Warum sich die US-Außenpolitik nach Bush nicht grundsätzlich ändern wird

Die gute Nachricht: Der kommende US-Präsident wird nicht George W. Bush heißen. Die weniger gute Nachricht: Grundlegend ändern wird sich die Außenpolitik unter Bushs Nachfolger(in) nicht. Immerhin stehen nun die Chancen für gedeihliche transatlantische Beziehungen besser als zuvor. Europa muss diese Möglichkeiten nutzen.

Noch ein volles Jahr bis zu den US-Präsidentschaftswahlen, und doch scheinen wir uns seit Monaten mitten im Wahlkampf zu befinden. Ein gutes Dutzend TV-Debatten liegt bereits hinter uns, und noch einmal so viele sind bis zu den Vorwahlen im kommenden Januar und Februar geplant.

In Europa wird man einen tiefen Seufzer der Erleichterung ausstoßen, wenn George W. Bush das Weiße Haus verlässt. Laut einer Umfrage des German Marshall Fund sind die Zustimmungsraten zu Bushs Politik europaweit auf klägliche 17 Prozent gesunken. Sein unilateralistischer, militaristischer und selbstherrlicher Politikstil hat auf viele befremdlich gewirkt, sein Einmarsch in den Irak geradezu bedrohlich. Ein neuer Präsident, egal ob Republikaner oder Demokrat, ist eine notwendige und nützliche (aber nicht unbedingt ausreichende) Bedingung dafür, die europäisch-amerikanischen Differenzen zu Themen wie Irak-Krieg, Iran, Klimawandel oder Handel zu überwinden.

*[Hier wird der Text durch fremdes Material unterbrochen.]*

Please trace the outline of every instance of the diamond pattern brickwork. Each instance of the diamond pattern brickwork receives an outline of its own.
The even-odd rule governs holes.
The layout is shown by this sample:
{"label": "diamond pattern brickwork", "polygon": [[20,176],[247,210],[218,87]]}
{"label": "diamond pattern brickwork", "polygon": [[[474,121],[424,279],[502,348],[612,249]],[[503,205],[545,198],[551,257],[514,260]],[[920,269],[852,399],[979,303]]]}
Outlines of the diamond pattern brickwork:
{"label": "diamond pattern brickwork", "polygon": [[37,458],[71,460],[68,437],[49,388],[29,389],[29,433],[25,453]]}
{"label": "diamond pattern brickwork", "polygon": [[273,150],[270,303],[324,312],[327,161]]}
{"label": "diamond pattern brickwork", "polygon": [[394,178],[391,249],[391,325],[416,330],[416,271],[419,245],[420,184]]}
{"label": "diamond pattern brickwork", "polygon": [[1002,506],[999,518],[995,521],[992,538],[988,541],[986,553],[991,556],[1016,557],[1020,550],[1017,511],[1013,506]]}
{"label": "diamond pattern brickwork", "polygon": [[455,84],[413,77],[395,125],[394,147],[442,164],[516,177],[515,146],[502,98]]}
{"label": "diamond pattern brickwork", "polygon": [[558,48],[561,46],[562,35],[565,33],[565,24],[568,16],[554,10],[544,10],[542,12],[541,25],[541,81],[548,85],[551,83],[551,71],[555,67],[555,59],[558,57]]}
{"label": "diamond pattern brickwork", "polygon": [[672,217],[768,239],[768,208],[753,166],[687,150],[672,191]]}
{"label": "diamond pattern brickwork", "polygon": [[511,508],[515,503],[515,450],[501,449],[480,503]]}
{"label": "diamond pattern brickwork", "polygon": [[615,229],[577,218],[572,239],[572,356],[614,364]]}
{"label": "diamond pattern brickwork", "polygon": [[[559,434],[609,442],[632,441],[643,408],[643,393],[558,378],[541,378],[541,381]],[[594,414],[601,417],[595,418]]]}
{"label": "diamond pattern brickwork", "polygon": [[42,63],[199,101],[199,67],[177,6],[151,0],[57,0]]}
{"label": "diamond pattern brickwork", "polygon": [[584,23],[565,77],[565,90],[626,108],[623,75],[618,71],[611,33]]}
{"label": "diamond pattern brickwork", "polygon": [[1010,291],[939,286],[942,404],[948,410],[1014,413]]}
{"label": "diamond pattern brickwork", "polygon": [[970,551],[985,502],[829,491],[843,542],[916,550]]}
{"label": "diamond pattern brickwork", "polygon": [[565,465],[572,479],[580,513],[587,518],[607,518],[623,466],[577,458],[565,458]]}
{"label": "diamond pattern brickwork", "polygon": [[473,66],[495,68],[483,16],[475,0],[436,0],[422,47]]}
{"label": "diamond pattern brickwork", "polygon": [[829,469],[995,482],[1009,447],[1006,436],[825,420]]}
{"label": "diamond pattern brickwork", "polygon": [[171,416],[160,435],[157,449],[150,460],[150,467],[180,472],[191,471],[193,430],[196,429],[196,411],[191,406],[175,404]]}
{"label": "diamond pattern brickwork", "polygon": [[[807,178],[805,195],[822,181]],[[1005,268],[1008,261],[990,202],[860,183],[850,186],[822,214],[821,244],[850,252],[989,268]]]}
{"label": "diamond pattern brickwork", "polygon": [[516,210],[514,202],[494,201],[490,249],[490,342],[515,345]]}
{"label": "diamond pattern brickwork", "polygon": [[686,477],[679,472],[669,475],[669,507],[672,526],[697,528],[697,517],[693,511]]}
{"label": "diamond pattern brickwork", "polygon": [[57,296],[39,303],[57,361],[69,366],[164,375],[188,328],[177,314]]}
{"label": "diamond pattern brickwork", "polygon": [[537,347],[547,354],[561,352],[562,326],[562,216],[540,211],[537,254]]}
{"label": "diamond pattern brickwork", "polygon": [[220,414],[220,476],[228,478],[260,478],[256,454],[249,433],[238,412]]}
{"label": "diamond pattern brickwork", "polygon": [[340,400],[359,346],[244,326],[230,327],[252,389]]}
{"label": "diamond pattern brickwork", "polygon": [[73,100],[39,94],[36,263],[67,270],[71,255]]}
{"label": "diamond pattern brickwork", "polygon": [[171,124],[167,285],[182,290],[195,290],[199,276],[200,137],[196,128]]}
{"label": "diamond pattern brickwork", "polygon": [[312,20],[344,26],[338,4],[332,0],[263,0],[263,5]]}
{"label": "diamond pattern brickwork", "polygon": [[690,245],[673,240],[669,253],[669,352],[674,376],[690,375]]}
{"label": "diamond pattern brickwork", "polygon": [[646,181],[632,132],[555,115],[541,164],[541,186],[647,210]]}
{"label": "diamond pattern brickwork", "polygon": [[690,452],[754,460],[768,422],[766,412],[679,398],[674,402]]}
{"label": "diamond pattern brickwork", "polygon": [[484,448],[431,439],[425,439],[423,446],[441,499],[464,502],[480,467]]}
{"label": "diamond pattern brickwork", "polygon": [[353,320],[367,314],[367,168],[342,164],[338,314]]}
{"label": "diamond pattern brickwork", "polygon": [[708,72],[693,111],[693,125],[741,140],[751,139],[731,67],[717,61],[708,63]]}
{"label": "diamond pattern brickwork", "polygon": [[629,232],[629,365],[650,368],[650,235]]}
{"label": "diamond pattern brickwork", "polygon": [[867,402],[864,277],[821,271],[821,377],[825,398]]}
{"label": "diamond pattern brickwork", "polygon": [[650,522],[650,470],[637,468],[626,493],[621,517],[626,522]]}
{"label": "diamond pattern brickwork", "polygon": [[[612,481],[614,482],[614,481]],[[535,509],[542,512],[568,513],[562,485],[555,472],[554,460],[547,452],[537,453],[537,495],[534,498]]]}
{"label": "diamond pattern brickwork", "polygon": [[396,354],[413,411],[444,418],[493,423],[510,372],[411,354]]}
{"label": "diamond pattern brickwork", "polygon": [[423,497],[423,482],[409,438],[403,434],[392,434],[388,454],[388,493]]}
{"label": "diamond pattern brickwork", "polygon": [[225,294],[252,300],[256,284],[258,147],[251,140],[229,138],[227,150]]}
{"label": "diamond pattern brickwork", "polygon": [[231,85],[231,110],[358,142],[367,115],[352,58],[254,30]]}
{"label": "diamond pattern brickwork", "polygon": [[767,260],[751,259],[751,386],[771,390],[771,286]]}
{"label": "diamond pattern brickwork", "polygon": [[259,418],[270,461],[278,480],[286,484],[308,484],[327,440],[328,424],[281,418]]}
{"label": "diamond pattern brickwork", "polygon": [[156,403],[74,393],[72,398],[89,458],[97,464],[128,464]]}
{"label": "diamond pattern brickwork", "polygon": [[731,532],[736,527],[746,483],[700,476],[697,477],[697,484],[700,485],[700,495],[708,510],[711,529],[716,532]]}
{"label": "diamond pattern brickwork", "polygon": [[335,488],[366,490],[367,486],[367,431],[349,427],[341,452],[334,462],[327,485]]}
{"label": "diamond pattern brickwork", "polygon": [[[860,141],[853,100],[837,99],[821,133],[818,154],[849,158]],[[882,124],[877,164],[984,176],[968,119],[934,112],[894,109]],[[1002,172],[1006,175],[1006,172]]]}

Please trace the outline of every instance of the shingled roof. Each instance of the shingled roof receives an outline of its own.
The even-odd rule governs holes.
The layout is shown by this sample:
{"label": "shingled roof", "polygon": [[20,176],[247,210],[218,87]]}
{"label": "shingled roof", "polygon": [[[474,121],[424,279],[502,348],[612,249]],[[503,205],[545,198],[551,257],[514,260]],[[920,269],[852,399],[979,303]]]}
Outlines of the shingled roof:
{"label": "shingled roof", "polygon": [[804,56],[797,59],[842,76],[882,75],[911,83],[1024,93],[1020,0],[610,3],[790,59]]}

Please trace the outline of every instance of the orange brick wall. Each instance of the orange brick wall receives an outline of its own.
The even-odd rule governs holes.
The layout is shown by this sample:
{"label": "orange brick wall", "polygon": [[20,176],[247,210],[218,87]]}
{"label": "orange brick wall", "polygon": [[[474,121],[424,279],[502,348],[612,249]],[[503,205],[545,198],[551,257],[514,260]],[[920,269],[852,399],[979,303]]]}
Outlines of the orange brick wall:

Paradies für Politikjunkies

In mancherlei Hinsicht ist die kommende Wahl etwas Besonderes. Der Wahlkampf hat so früh begonnen wie nie zuvor, und zum ersten Mal seit 1952 ist kein amtierender Präsident oder Vizepräsident im Rennen. Eine reizvolle Konstellation, zumindest für Journalisten, Internetblogger und Politikjunkies. Denn so haben wir gleich mehrere Kandidaten in beiden politischen Lagern, die zu einem ungewöhnlich frühen Zeitpunkt gezwungen sind, ihre Ansichten über eine Vielzahl von Themen zu entwickeln, zu äußern und zu diskutieren.

Eine dritte Besonderheit stellt die Tatsache dar, dass das zentrale Thema dieses Mal außenpolitischer Natur ist. Es handelt sich – natürlich – um den Irak-Krieg, den die Republikaner mit dem anderen „äußeren“ Problem verbinden, das die Amerikaner beunruhigt, der Bedrohung durch den internationalen Terrorismus. Die Innenpolitik, traditionell das Hauptthema der amerikanischen Wahlen, steht dadurch etwas im Schatten. Hier ist, zumindest aus Sicht der Demokraten, die Gesundheitsreform das entscheidende Thema.

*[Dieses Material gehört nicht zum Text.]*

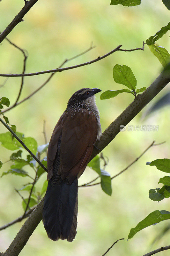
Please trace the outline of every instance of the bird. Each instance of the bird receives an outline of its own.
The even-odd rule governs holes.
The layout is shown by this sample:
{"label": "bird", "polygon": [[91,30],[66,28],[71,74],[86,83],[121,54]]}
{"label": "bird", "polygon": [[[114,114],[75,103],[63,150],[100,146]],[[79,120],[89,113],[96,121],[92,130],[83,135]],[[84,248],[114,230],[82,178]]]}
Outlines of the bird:
{"label": "bird", "polygon": [[74,93],[54,128],[47,153],[48,185],[42,221],[48,237],[73,241],[77,233],[78,181],[101,134],[95,94],[100,89]]}

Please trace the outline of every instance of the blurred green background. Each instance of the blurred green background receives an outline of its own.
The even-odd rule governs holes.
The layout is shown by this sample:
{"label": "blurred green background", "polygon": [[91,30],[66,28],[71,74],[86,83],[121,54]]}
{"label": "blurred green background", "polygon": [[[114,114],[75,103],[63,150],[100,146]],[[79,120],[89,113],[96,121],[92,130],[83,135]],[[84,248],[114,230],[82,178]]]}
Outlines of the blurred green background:
{"label": "blurred green background", "polygon": [[[23,2],[0,2],[1,31],[22,8]],[[110,6],[110,3],[106,0],[38,1],[26,15],[25,21],[19,23],[8,37],[28,51],[26,72],[55,68],[66,58],[87,49],[92,41],[95,48],[67,65],[93,60],[120,44],[125,49],[142,47],[143,41],[145,41],[169,21],[169,11],[161,0],[143,0],[140,5],[133,7]],[[169,52],[168,33],[158,43]],[[0,45],[0,52],[1,73],[21,73],[23,56],[18,50],[4,40]],[[24,133],[26,137],[35,138],[39,145],[44,144],[43,120],[46,122],[48,141],[68,99],[77,90],[98,88],[103,92],[125,88],[113,80],[112,68],[116,64],[130,67],[137,79],[137,88],[147,87],[162,68],[146,45],[144,52],[117,52],[96,63],[56,74],[31,99],[7,112],[10,122],[16,124],[17,131]],[[26,77],[20,99],[38,88],[48,76]],[[20,77],[9,78],[0,88],[0,97],[7,97],[12,104],[16,98],[20,80]],[[0,77],[0,84],[5,80],[5,78]],[[129,169],[113,180],[111,196],[105,194],[100,186],[79,188],[78,233],[73,242],[51,241],[41,222],[21,252],[21,256],[33,254],[35,256],[99,256],[122,237],[125,240],[115,245],[107,256],[141,255],[169,244],[170,232],[151,245],[154,238],[168,225],[168,220],[147,228],[126,241],[130,228],[150,212],[156,210],[170,210],[168,199],[158,203],[149,198],[150,188],[160,187],[158,182],[163,174],[155,167],[145,165],[146,162],[169,157],[169,109],[164,108],[147,119],[142,118],[148,107],[168,91],[166,86],[129,124],[159,125],[158,131],[120,132],[103,150],[104,155],[109,159],[106,171],[112,176],[116,174],[138,156],[153,140],[158,143],[165,140],[166,143],[153,147]],[[97,95],[96,102],[103,131],[133,100],[133,96],[122,94],[104,100],[100,100],[100,96],[99,94]],[[0,130],[1,132],[6,131],[2,125]],[[0,150],[1,160],[4,163],[12,152],[1,146]],[[9,162],[4,164],[1,173],[7,171],[10,166]],[[95,177],[94,172],[87,168],[79,179],[79,184]],[[46,178],[44,173],[37,185],[38,190]],[[28,181],[27,178],[10,174],[0,179],[1,226],[22,214],[21,200],[14,188],[20,188]],[[25,193],[23,195],[26,196],[27,192]],[[0,232],[0,251],[5,250],[23,223],[23,221]],[[169,255],[168,251],[161,253],[164,256]]]}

Die Umfragen in diesem Herbst zeigen klar, dass die Demokraten das Weiße Haus und beide Kongresshäuser erobern könnten, möglicherweise sogar mit großem Vorsprung. Die Enthusiasten unter den demokratischen Vordenkern prophezeien bereits eine historische Wende. Die Wahlen werden, so ihre Hoffnung, die konservative Vorherrschaft in der US-Politik beenden, die seit 28 Jahren währt und nur einmal, in Bill Clintons erster Amtszeit, kurzzeitig unterbrochen wurde.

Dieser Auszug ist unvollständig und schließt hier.